To a layman it looks like the command "unblocks" touch which would explain to me why you get given these additional events despite not touching the screen. In that case you could describe them as queued.

Right, the command seems to reset some state, so what could happen is that the messages are already queued on the device, probably shortly before the crash, but the driver has not yet collected them. When the driver state is re-initialized (e.g. by re-loading the modules) it sees and collects the old messages. This could fit to the priority-issue @kitakar5525 mentioned. However the messages could also be the result of some internal state check, e.g. after a reset the device sees that it hasn't yet sent the "no more finger touching the screen" messages although there are no more fingers touching the screen. This also doesn't have to be a hard-reset, could also be something like "disable events for device X" and "enable events for device X" commands.

qzed avatar Jun 05 '19 20:06 qzed

I see. Do you think a truncated event in hid-record means the end of the list of number pairs in a single event (for clarity, an event record to me is the single block of numbers pictured here) is missing or wrong? Or could it mean errors earlier in the record? When I use hid-record it often contains lots of what I would describe as errors. Because I don't know what matters and what doesn't I didn't mention them. Typically these errors don't occur early on after starting the OS but later. I can't show you them yet but as an example if you focus on the block of numbers reserved for a fifth finger touching the screen, despite having only used one or two fingers since booting up hid-record will occasionally show the odd incomplete piece information describing that finger. This sort of thing can pop up in any of the blocks reserved for fingers in an event record. I would say overall that the information being displayed by hid-record gets progressively messier the longer I've been booted up. Do you think on a device without these touch issues information being sent to hid-record would remain tidier?

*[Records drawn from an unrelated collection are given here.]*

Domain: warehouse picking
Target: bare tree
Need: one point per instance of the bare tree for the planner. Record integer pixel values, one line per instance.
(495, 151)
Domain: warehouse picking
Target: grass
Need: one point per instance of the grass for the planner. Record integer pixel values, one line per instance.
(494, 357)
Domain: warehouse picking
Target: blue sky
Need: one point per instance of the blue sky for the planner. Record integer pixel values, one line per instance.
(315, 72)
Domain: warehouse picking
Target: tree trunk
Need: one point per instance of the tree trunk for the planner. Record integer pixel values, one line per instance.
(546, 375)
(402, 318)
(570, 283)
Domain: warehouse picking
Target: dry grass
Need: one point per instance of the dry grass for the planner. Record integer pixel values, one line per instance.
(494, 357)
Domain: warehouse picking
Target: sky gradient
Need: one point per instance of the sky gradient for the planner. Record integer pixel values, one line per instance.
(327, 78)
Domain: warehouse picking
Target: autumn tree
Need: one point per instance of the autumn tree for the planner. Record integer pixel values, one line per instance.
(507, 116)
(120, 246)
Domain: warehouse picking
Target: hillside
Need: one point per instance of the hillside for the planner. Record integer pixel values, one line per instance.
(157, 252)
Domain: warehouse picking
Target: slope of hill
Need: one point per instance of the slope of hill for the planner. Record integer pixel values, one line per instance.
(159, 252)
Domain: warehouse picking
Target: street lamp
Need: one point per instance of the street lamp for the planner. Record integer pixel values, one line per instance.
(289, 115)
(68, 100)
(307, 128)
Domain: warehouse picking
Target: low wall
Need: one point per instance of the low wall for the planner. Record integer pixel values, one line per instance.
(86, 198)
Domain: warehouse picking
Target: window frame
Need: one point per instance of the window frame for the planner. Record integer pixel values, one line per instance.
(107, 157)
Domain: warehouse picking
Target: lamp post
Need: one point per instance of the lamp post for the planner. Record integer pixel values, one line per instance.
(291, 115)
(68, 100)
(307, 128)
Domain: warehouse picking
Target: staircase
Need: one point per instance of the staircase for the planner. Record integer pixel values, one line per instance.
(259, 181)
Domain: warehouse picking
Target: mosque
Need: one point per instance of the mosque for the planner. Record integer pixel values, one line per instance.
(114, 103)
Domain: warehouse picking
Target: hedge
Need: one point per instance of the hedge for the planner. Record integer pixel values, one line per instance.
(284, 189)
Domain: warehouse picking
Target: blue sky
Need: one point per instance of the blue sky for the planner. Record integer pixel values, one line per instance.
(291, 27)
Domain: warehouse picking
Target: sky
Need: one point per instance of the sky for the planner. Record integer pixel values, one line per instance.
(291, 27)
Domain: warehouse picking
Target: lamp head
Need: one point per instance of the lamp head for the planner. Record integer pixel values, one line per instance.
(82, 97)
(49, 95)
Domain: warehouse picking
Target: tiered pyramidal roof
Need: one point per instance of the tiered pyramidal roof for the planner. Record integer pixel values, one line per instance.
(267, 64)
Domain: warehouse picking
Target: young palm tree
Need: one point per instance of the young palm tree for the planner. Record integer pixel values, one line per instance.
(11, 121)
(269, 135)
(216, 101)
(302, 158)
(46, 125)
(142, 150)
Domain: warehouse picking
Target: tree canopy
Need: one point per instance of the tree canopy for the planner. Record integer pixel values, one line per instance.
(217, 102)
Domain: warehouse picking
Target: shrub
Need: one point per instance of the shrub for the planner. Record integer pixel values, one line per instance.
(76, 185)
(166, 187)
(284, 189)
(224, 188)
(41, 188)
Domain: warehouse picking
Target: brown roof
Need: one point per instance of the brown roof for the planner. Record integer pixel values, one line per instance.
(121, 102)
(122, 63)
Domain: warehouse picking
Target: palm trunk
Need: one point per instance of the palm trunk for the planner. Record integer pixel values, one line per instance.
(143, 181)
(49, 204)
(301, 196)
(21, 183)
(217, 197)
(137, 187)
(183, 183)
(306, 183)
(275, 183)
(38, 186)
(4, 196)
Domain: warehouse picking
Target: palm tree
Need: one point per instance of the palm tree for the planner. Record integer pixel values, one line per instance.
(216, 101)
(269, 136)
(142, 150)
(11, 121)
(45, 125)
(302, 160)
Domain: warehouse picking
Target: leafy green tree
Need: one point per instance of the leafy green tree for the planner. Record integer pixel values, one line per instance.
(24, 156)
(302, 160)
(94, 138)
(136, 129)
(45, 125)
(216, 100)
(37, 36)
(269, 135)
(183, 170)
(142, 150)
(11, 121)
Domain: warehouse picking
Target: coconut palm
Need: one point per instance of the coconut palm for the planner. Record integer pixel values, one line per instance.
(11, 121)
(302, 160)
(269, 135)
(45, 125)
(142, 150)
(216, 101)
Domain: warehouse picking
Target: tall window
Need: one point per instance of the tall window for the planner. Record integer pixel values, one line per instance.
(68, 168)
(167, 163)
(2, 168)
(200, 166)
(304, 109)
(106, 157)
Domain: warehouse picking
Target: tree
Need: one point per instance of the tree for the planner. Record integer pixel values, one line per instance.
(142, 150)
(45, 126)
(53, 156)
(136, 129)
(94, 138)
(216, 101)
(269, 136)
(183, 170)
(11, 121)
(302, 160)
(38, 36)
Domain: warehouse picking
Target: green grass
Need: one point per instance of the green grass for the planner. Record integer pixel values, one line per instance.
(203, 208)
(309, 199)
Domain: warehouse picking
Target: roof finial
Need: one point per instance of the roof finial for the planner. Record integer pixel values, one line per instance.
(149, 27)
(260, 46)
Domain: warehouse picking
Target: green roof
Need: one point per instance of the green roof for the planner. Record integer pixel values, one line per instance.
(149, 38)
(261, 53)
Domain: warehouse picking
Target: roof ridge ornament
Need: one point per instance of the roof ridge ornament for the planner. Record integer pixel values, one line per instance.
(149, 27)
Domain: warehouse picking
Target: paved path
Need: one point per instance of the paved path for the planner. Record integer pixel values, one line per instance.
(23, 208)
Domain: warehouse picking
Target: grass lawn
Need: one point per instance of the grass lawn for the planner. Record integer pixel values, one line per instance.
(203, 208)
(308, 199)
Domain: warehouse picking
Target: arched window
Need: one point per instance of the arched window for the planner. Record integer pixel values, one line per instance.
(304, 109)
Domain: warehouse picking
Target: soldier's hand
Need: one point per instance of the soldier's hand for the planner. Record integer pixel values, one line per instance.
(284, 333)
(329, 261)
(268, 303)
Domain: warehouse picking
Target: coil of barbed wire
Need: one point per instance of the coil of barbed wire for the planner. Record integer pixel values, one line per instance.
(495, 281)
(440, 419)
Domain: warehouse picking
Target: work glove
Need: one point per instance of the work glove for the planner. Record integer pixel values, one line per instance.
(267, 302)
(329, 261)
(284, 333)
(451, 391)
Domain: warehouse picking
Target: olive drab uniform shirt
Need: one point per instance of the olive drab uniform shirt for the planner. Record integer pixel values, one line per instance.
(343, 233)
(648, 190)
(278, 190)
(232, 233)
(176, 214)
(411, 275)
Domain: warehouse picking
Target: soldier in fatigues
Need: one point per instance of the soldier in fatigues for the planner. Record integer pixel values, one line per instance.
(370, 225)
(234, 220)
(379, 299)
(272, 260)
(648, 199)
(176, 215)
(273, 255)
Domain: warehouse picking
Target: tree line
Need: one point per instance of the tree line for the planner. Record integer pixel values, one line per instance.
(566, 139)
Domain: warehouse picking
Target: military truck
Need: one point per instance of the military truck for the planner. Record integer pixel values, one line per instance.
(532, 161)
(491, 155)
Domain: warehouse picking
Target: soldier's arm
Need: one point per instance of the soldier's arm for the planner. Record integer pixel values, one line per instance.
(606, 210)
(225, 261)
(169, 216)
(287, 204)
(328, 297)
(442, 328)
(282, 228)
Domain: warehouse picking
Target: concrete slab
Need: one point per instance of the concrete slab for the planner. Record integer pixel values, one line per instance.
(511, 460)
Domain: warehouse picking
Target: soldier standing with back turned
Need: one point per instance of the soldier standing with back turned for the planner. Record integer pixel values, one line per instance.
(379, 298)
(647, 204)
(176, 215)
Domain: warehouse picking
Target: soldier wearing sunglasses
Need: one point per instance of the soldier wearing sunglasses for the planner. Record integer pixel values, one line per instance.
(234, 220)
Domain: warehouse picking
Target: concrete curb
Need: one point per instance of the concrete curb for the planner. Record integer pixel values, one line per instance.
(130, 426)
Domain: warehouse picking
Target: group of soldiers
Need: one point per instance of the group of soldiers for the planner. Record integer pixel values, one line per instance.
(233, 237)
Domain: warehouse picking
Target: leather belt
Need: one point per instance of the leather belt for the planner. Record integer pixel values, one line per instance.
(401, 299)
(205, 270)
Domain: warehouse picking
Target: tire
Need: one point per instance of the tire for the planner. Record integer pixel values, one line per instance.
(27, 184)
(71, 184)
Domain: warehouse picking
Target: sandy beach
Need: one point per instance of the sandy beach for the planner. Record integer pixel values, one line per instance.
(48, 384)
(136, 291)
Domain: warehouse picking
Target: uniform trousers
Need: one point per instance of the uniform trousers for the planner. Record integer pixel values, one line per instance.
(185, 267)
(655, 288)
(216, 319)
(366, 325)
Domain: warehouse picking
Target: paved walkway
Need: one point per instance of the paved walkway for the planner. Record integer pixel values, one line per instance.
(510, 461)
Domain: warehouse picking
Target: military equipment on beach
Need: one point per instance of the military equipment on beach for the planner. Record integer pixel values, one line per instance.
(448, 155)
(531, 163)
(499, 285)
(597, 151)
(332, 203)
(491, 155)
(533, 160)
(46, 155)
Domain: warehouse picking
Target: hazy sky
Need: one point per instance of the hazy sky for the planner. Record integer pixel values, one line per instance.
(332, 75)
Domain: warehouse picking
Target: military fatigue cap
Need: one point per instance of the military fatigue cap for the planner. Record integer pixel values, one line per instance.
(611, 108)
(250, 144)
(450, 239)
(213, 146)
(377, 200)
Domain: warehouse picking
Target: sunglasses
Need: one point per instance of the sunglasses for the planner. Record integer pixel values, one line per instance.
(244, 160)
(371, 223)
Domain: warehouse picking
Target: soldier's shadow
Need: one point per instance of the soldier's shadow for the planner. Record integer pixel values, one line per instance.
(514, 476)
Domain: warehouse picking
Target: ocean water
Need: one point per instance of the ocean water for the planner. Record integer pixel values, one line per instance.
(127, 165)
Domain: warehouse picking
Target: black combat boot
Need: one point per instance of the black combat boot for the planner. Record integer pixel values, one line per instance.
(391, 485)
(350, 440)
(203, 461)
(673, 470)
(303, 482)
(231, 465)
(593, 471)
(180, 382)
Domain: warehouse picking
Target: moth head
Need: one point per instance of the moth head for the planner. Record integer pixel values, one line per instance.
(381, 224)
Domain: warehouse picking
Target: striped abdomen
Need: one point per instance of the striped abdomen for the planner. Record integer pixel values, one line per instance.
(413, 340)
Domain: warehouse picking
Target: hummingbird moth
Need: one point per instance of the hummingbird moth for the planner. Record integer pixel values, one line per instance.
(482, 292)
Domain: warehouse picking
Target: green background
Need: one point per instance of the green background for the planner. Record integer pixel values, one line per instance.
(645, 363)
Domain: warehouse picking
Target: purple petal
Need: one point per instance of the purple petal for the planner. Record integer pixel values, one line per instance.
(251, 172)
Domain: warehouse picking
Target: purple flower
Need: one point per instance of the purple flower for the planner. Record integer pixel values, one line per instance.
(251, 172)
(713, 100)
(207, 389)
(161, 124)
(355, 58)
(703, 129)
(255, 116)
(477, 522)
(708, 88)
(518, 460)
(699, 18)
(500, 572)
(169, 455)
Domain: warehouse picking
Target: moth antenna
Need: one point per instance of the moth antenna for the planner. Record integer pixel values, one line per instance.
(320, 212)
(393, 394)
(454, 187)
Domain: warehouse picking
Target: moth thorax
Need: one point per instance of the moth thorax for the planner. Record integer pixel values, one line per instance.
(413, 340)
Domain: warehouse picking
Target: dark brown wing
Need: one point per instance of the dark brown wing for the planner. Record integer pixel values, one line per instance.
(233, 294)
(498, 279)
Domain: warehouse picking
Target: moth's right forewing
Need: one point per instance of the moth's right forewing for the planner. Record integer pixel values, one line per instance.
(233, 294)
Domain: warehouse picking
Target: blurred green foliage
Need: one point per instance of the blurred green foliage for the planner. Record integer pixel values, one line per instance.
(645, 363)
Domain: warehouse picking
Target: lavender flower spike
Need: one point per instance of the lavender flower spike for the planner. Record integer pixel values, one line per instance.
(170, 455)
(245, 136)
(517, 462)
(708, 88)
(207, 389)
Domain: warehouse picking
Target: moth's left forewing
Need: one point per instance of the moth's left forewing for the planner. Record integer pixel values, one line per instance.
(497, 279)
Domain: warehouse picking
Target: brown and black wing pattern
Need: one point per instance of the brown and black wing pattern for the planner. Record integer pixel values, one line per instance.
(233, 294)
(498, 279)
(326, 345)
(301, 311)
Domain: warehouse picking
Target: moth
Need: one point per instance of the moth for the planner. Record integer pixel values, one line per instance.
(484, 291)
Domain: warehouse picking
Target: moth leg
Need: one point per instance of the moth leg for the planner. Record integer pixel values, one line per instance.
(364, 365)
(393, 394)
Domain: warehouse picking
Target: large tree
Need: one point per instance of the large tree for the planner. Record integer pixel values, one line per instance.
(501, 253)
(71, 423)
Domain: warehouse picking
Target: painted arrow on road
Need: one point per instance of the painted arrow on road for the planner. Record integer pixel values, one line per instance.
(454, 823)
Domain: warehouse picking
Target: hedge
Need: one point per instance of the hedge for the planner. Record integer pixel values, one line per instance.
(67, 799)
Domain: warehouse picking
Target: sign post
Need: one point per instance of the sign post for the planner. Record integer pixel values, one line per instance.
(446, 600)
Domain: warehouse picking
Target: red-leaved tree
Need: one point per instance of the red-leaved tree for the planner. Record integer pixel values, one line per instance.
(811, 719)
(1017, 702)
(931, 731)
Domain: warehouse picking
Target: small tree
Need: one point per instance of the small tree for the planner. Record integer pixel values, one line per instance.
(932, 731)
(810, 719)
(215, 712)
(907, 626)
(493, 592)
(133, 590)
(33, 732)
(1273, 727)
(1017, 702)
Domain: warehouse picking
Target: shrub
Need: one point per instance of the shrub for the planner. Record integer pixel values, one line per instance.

Just for information the time between each event being sent to hid-record is approximately 0.009s. A quick tap on the screen makes a touch bracket of about four events. These little errors are difficult to look out for because of the volume of events for example, in a single swipe.

ghost avatar Jun 05 '19 22:06 ghost

When I get round to it I'll post a video of phantom touches so you can see for yourself what they look like.

@qzed

hidrecerrors

Here is what I was thinking are errors in hid-record. In these events I have one finger touching the screen which is being displayed by hid-record in the block reserved for a second finger. The first block is not in use but instead of saying "e4" it says "e7" which means it is interpreting a touch. This despite at the bottom of the event accurately saying I have one finger touching the screen. There is invalid data being shown in block three-eight & ten.

There were no issues with touch while hid-record was displaying these errors, no phantom touches no touch crashes.

ghost avatar Jun 05 '19 23:06 ghost

Do you think on a device without these touch issues information being sent to hid-record would remain tidier?

Probably, yeah. Although that's at this point only a guess. I'll try to upload a log of some touchscreen events from my device later, so you can compare.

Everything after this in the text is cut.